Ginevra Vercillo, biologa, è la madre di Gabriele e sta facendo molto nel nome del figlio. Non è facile convivere con un dolore tanto grande ma questa donna combatte contro l’angoscia spendendosi a favore del prossimo.
«Io sto portando avanti tanti progetti in memoria di mio figlio» spiega «e questa era una cosa che aveva cominciato fare Gabriele: mi disse che gli avevano proposto di fare il direttore sanitario del costituendo Centro e lui aveva buttato già le base di come andasse strutturato il lavoro. Gabriele stava vivendo un periodo di grande splendore, sembrava tutto in discesa nella sua giovane vita, Era felice e entusiasta. Si erano spalancate tutte le porte. Lui lavorava per il “Caffè Alzheimer” e stava facendo tirocinio presso l’Istituto di igiene mentale di Cosenza. Poi è finito tutto, all’improvviso».

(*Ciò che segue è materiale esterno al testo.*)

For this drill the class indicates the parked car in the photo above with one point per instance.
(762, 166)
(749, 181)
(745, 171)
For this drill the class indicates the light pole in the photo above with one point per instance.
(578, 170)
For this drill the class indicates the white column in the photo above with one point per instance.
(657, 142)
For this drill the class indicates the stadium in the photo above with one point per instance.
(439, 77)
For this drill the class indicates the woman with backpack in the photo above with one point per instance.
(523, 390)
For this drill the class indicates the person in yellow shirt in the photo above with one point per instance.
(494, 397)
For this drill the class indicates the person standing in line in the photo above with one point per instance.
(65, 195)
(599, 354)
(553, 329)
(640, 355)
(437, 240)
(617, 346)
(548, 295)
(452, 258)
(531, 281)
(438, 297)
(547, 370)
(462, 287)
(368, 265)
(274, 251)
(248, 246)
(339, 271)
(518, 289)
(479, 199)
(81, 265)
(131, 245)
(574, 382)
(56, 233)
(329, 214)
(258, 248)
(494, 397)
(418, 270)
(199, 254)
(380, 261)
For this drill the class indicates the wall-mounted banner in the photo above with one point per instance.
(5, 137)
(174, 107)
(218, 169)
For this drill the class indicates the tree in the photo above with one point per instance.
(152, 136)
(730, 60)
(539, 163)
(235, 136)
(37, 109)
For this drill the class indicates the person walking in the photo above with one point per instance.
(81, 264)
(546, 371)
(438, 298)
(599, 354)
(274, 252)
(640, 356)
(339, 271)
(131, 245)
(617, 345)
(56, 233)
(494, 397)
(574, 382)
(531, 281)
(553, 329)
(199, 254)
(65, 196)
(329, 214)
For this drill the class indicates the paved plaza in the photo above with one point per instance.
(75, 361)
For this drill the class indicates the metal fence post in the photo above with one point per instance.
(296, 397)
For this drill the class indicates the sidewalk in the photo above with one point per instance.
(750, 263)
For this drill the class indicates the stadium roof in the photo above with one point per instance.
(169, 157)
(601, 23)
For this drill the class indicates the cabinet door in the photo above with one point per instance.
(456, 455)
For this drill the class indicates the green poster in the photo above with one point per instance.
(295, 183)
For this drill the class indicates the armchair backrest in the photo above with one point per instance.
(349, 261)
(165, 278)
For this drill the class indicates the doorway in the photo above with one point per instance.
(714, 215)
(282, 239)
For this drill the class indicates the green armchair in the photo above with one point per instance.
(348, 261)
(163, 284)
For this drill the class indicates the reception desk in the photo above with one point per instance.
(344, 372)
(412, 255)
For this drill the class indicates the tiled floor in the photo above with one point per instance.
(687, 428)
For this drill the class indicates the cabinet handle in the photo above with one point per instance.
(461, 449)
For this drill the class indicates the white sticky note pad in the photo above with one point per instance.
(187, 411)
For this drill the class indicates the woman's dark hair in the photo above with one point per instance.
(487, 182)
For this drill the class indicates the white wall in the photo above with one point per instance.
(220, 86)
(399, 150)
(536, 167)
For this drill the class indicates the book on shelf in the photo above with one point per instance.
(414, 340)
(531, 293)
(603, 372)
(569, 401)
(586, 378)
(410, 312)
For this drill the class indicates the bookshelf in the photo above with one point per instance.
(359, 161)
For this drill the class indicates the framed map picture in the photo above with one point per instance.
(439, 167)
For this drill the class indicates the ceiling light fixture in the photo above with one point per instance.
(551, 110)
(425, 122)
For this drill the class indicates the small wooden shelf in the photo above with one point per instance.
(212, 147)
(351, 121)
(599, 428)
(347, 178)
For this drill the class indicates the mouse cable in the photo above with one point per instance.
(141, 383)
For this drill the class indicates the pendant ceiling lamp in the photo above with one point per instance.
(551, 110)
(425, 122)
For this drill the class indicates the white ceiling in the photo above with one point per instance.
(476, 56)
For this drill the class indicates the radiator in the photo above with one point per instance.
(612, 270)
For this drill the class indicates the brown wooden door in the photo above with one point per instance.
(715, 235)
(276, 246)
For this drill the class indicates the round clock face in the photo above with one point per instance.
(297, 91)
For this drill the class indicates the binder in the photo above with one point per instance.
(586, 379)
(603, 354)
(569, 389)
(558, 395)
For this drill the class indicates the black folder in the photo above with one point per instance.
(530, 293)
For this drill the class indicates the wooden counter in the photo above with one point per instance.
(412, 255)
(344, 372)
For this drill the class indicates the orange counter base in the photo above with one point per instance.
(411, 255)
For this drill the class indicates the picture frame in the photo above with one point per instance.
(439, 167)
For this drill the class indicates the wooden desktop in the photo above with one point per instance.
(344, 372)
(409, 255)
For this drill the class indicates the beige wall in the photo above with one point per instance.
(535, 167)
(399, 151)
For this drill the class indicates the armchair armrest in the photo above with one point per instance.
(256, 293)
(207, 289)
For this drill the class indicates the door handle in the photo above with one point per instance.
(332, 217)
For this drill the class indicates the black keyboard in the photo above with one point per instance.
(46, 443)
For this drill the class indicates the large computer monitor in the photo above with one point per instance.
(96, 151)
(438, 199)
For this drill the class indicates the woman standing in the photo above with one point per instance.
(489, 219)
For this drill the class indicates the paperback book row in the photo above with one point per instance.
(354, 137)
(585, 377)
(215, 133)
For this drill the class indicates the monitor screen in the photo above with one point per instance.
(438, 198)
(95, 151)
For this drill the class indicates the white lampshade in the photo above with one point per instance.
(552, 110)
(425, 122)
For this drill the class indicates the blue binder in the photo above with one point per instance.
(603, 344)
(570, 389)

Ma come si può combattere con un dispiacere tanto grande? Ginevra Vercillo risponde con sincerità: «Ho affrontato il dolore dandomi da fare non restando inattiva. Mi ha molto aiutato la fede in Dio: so che questo figlio lo rivedrò e io voglio essere una persona migliore per avere la certezza di rivederlo. E per essere una persona migliore devo aiutare gli altri, aiutare il prossimo. E cerco di aiutare gli altri nel nome di mio figlio. È normale, scoraggiarsi, piangere, in alcuni frangenti disperarsi, ma bisogna concentrarsi su tutto il resto e non sul dolore. Io voglio far vivere mio figlio e non il mio dolore».
La testimonianza di coraggio e di fede di questa donna, può essere di aiuto a tanti altri genitori colpiti dallo stesso genere di lutto. Madri e padri squassati da tragici e imprevisti eventi.